5.  Endoscopy with biopsies (test of choice) to diagnose
H. pylori
and PUD.
G.  Differential diagnosis.
Crohn's disease, 555.9
Secondary peptic ulcer disease, 533.9
Helicobacter pylori infections, 041.86
1.  
H. pylori
infections: reliable diagnosis in children by upper endoscopy.
2.  Secondary PUD:
a.  Medication: history of NSAID, aspirin, corticosteroid use, and others.
b.  Trauma/stress PUD: history of burns, trauma, surgery.
c.  Caustic ingestion/ETOH.
d.  Crohn's disease: History may include growth problems, diarrhea, blood in stool.
H.  Treatment.
1.  
H. pylori:
14 days of amoxicillin and Biaxin (Clarithromycin) and at least 1 month of proton pump inhibitor (e.g., Prevacid [Lansoprazole]).
2.  Secondary PUD.
a.  Discontinue offending medication/caustic substance. If on corticosteroids to treat another disease, may wean or give acid-reducing medicine until therapy complete.
b.  Gastritis/PUD can be treated first with H2 blocker (Zantac [Rantadine], Pepcid [Famotidine]). If no response in 7-14 days, can increase therapy to PPI.
c.  History of upper GI bleed, melena, hematochezia requires referral to tertiary care facility/consultation of MD before therapy.
d.  Treat iron-deficiency anemia.
I.  Follow up.
1.  
H. pylori:
follow-up testing (repeat endoscopy) for patients symptomatic after treatment. Other methods can be unreliable or not approved for children.
2.  Return to clinic 1 month after treatment started for nonspecific/suspected PUD.
3.  Immediate return for any worsening symptoms.
J.  Complications.
Anemia, chronic iron deficiency, 280.9
Massive gastrointestinal bleed, 578.9
Gastric cancer, 151.9
Perforation, 531.6
Helicobacter pylori, 041.86
 
1.  
H. pylori
(chronic colonization carries theoretical risk of developing gastric cancer).
2.  Massive GI bleed/perforation.
3.  Chronic iron-deficiency anemia.
K.  Education.
1.  
H. pylori
not common in children, communicability low. Increased risk among household contacts of others with this infection.
2.  Explain that because differentiating between GERD and PUD is difficult, if no response to treatment with acid-reducing medication, possible endoscopy may be necessary.

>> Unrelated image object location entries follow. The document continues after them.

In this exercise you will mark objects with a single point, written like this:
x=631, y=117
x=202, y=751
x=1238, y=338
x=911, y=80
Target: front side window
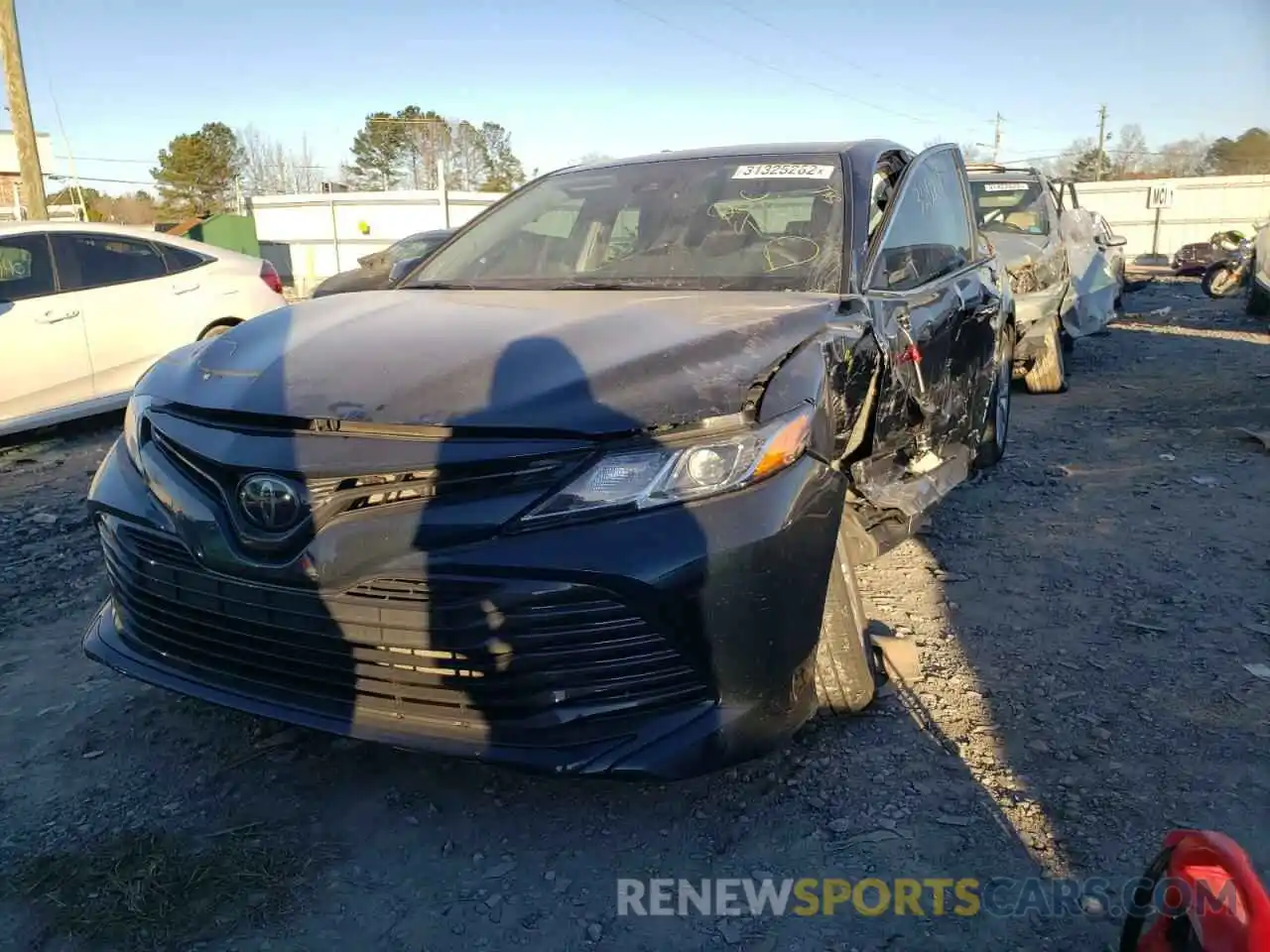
x=181, y=259
x=930, y=232
x=1008, y=206
x=99, y=261
x=719, y=223
x=26, y=268
x=413, y=246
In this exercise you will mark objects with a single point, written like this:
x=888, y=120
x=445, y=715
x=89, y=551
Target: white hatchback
x=86, y=308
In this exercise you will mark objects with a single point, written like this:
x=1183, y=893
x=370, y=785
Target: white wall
x=1202, y=206
x=310, y=238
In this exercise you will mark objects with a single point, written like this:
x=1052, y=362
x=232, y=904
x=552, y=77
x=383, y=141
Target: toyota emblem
x=270, y=503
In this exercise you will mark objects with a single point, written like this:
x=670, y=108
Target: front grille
x=518, y=655
x=330, y=497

3.  Employ conservative management for symptoms, such as dietary restrictions.
XIV. PINWORMS (ENTEROBIASIS)
Perianal erythema, 695.9
Pinworms (enterobiasis), 127.4
Perianal irritation, 569.49
Sleeplessness, 780.52
A.  Etiology.
1.  Humans only known hosts for this obligate parasite; ingest embryonated eggs, which hatch in stomach. Larvae migrate to cecum area where mature into adult worms.
2.  Adult worms are about 1 cm in length. Females migrate by night to perianal region to deposit eggs.
3.  Ova mature after approximately 6 hours. Larvae viable for about 20 days.
4.  Eggs carried under fingernails, transmitted directly to another human or deposited in environment (dust, bed clothes) where others come in contact. Autoinfection/reinfection common; highly communicable.
B.  Occurrence.
1.  Highest prevalence in children 5-14 years of age.
2.  Increased incidence in crowded living conditions, among family members of infected patients, in institutions.
C.  Clinical manifestations.
1.  Anal pruritus, especially nocturnal (most likely from female pinworm depositing eggs).
2.  Sleeplessness.
3.  Perianal irritation/erythema may occur (most likely from scratching).
D.  Physical findings.
1.  Child should appear well. Physical exam normal or nonspecific perianal irritation.
E.  Diagnostic tests.
1.  Cellophane tape test.
a.  Adult worms sometimes visualized in evening around anus using flashlight: white, thread-like moving worm.
b.  Essentially diagnostic, specimen rarely required.
F.  Differential diagnosis.
Erythema, unspecifi ed, 695.9
Perianal streptococcal infection, 041
1.  Perianal streptococcal infection: anal erythema, pain. No pruritus.
G.  Treatment.
1.  Vermox: children older than 2 years, adults: 100 mg (chew, crush, swallow). Repeat in 2 weeks.
2.  Consider simultaneous treatment for household contacts (except pregnant women and children younger than 2 years).
H.  Follow up.
1.  As needed, not usually necessary.
2.  Consult with MD for patients younger than 2 years.
I.  Complications.

Perianal irritation, 569.49

1.  Perianal irritation/discomfort; secondary bacterial infection from scratching.